List of Databases Connected to Intelehealth Superset instance
The names & the corresponding SQLAlchemy Connection URI connections are as follows:
Database - AFI
Database Schema - OpenMRS_AFI
SQLAlchemy Connection URI - mysql://dbslave:dbslave_afi@13.229.131.242:3307/OpenMRS_AFI?charset=utf8
Database - VSO
Database Schema - OpenMRS_VSO
SQLAlchemy Connection URI - mysql://dbslave:dbslave_vso@13.229.131.242:3308/OpenMRS_VSO?charset=utf8
List of Tables added to AFI Database
Sr. No. | Object Type | Object Name | Added Columns | Comments |
1 | Table | person_attribute | Year | The AFI dashboard filter box is based on these newly added columns |
2 | Table | visit_attribute | Year | |
3 | Table | obs | Year | |
4 | Table | encounter | Year | |
5 | Table | patient_identifier | Year | |
6 | Table | visit | Year | |
7 | Table | person | Year | |
8 | Table | person_address | Year | |
9 | CSV Upload Table | AFI_Village_Data | This data was uploaded to create a static chart for Village wise Patient Distribution data for AFI | |
10 | SQLlab Query | Doctorwisedistribution | Query - | |
11 | SQLlab Query | PatientExperience | Query - | |
12 | SQLlab Query | ConsultationTimeByHW | Query - | |
13 | SQLlab Query | PercentagePatientsSeenByDoctor | Query - | |
14 | SQLlab Query | DoctorAvgTAT | Query - | |
15 | SQLlab Query | PatientPersonal | Query - | |
16 | SQLlab Query | TATPerDoctor | Query - | |
17 | SQLlab Query | SELECT |
List of Tables added to VSO Database
Sr. No. | Object Type | Object Name | Added Columns | Comments |
1 | DB View | VSO_PatientVisit | EHRComplete | |
2 | DB View | VSO_EncObs | BHWFormType MidwifeFormType | |
3 | SQLlab Query | VSO_Visitswithoutforms | Query - select g.visit_id, sum(case g.concept_id | |
4 | SQLlab Query | VSO_Patient_Visit_Experience | Query - select concat(Year,"/",Month) as YearMon, |
Connecting to Google Sheets as Database
Superset has a feature to connect to Google Sheets as a database. There are certain setups that are necessary to be done in order to make this feature available.
Step1:
To implement Google authentication, create a service account as follows:
Login to Google Console Admin using your intelehealth email id (https://console.cloud.google.com/iam-admin/serviceaccounts)

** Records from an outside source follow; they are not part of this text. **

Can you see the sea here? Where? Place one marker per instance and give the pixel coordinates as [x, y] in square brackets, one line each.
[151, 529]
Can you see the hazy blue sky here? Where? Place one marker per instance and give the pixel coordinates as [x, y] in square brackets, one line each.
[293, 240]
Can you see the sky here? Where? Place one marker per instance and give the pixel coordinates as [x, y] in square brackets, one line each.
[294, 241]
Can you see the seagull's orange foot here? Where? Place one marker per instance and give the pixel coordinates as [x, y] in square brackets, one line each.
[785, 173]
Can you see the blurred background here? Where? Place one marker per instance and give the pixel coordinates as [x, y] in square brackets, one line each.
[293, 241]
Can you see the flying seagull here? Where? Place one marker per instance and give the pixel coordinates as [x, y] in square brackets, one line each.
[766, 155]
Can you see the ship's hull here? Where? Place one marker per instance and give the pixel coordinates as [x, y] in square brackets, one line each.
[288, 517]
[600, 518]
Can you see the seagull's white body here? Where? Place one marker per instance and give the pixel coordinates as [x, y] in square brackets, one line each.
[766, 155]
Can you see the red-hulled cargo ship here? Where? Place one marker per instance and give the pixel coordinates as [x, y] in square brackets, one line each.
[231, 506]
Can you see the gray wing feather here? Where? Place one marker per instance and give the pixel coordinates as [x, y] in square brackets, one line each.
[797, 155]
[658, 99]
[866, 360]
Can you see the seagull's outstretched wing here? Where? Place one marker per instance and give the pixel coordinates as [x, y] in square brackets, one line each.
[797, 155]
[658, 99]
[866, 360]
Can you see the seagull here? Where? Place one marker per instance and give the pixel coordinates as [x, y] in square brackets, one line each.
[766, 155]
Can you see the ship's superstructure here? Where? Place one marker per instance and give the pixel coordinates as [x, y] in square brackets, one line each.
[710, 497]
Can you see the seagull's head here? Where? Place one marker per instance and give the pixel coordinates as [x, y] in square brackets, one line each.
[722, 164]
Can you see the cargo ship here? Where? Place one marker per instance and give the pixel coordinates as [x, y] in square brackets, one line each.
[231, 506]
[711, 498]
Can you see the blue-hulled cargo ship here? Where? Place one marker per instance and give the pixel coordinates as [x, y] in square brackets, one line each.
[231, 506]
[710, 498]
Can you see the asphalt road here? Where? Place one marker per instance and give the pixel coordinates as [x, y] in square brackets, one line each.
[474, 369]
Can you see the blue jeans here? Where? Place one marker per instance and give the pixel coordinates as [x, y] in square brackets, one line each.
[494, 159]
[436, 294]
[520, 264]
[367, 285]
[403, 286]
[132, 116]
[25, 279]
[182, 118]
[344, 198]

Ensure you select “Enable G-suite domain wide delegation” checkbox
Download the key created by google for your service account as json file
Manage API client access at https://admin.google.com/${DOMAIN}/AdminHome?chromeless=1#OGX:ManageOauthClients
Add the "Unique ID" from step 1 as the "Client Name"
Add the scope as “
https://www.googleapis.com/auth/spreadsheets.readonly”
Connect to superset server 13.233.116.180 (user: ubuntu)
Run following commands in the sequence mentioned below:
cd superset/my_viz
. bin/activate
pip install gsheetsdb
pip install gsheetsdb[cli]
pip install gsheetsdb[sqlalchemy]
Go to path /home/ubuntu/superset/my_viz/lib/python3.6/site-packages/gsheetsdb
Access file auth.py under this folder
Add the following lines at the start of function “get_credentials_from_auth”:
if not subject:
subject='priya@intelehealth.io'if not service_account_file:
service_account_file='/home/ubuntu/superset/my_viz/intelehealthsuperset-4001d197be72.json/intelehealthsuperset-4001d197be72.json'
stop the superset python process running on the server & restart the same
Connect to Superset application in browser as admin using https://dashboards.intelehealth.io
Go to menu Sources → Databases
Add a new database with below details:
Database Name: Google_Sheets
SQLAlchemy URI : gsheets://
Click the button “Test Connections”
Once the connection is established successfully, save the new database by hitting the save button
Now you can create a table based on google sheets as follows:
Access the menu Sources → Tables
Create a new table where database is “Google_Sheets” and Table Name is the shareable link of the concerned google sheet.